Fartlek is an option of interval training with an arbitrary set of speed and recovery areas. Fartlek does not have a clear plan, its essence is in improvisation: throughout the training runner alternates segments of medium and high intensity with segments in the recovery pace.
Another plus – fartlek can be held anywhere: both in the stadium and during cross-country in the woods or hills. The combination of acceleration and rest can vary depending on well-being and level of training.

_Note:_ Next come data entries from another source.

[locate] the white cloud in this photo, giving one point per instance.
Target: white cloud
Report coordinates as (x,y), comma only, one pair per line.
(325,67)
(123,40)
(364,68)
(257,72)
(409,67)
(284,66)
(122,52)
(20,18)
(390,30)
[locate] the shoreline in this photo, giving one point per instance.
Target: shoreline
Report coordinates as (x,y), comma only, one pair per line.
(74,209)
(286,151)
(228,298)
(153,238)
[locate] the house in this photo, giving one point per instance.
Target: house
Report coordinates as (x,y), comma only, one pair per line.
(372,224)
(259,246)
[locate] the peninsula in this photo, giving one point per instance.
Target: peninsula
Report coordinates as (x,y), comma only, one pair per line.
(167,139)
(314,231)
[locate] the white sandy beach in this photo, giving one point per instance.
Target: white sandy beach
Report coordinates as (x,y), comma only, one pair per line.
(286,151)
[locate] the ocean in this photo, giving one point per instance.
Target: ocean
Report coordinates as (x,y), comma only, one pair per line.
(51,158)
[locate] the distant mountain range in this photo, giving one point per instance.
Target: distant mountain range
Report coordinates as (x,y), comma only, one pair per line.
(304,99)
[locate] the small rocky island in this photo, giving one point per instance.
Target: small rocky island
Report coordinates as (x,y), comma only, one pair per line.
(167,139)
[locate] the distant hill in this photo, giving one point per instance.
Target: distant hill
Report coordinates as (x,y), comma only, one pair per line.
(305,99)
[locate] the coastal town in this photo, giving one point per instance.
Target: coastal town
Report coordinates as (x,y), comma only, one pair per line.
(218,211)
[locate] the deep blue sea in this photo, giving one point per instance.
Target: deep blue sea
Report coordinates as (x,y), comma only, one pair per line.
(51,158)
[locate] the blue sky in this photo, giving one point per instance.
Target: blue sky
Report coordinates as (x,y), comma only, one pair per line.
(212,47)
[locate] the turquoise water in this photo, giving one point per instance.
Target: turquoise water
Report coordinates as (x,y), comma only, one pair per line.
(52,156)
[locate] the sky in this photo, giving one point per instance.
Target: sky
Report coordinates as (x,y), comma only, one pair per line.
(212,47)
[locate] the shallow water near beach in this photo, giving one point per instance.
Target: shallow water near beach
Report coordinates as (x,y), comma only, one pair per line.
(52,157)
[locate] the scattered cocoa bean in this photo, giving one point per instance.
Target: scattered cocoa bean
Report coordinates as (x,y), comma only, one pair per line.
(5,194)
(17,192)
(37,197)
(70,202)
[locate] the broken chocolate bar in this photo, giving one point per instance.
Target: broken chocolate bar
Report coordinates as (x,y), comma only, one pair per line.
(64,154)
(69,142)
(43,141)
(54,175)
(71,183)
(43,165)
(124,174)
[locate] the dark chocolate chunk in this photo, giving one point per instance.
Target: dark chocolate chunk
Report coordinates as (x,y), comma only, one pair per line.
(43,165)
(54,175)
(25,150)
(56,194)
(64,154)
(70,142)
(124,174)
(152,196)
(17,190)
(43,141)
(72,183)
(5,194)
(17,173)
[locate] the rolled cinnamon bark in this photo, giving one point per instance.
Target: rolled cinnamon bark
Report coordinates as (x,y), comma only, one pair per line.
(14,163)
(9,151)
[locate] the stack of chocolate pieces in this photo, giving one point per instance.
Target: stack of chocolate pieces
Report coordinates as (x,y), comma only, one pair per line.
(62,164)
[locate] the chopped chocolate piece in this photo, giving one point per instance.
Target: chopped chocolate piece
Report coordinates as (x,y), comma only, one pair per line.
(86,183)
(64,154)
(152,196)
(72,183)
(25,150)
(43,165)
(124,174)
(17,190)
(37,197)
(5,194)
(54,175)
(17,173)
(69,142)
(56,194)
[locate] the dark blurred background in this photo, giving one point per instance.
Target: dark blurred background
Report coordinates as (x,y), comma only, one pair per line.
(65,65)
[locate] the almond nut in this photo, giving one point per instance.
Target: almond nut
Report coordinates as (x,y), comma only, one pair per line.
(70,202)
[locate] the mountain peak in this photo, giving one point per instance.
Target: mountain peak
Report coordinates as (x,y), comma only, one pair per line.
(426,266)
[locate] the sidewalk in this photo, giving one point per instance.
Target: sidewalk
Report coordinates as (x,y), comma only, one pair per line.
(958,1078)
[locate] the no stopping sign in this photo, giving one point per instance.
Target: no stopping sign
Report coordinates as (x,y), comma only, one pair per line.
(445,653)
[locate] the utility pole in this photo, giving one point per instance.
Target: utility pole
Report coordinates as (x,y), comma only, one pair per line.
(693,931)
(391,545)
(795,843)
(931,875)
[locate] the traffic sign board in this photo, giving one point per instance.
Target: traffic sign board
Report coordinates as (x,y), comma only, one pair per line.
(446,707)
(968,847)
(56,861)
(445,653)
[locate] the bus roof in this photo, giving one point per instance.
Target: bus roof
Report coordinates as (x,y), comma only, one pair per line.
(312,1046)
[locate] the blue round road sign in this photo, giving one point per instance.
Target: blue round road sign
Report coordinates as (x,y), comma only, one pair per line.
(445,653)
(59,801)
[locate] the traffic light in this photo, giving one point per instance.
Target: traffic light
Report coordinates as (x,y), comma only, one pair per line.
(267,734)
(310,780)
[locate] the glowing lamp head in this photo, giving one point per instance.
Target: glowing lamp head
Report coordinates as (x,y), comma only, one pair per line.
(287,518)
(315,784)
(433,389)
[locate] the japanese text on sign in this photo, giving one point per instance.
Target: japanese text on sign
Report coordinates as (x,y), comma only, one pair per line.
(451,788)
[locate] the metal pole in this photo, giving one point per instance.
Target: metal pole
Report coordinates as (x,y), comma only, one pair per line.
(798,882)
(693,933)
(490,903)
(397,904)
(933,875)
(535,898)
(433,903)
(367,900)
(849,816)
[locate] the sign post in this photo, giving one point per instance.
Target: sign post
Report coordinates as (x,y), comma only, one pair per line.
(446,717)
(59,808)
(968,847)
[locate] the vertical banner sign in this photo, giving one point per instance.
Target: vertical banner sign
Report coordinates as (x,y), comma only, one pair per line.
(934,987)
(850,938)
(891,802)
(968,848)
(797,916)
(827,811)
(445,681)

Pyramid (2-3-4-3-2) or (1-2-3-2-1)

“Pyramid” is somewhat reminiscent of the work of the gearbox in the car. Perform this workout continuously with equal rest according to the scheme: 2 minutes of intense running, 2 minutes of rest by jogging; 3 minutes fast, 3 minutes jogging; 4 minutes fast, 4 minutes jogging; repeat in reverse order. The shorter the interval, the faster the tempo should be.
Like fartlek, this session can be performed on any surface.

Interval running and how to do it

Run 10-12 reps of 400 m at a target pace of 5 km. Rest between repetitions – jogging 200-300 meters. Do not be surprised if this training will be difficult for you. Many athletes reach the target pace on the first few repetitions, but then can hardly complete the last.
The goal is to do it at the right pace, so do not accelerate, even if it seems that the speed is too easy.
And be prepared for psychological and physical trials on the last repetitions. This is the most important part of training, so if the end is difficult, know – you give a strong incentive to your body to improve fitness.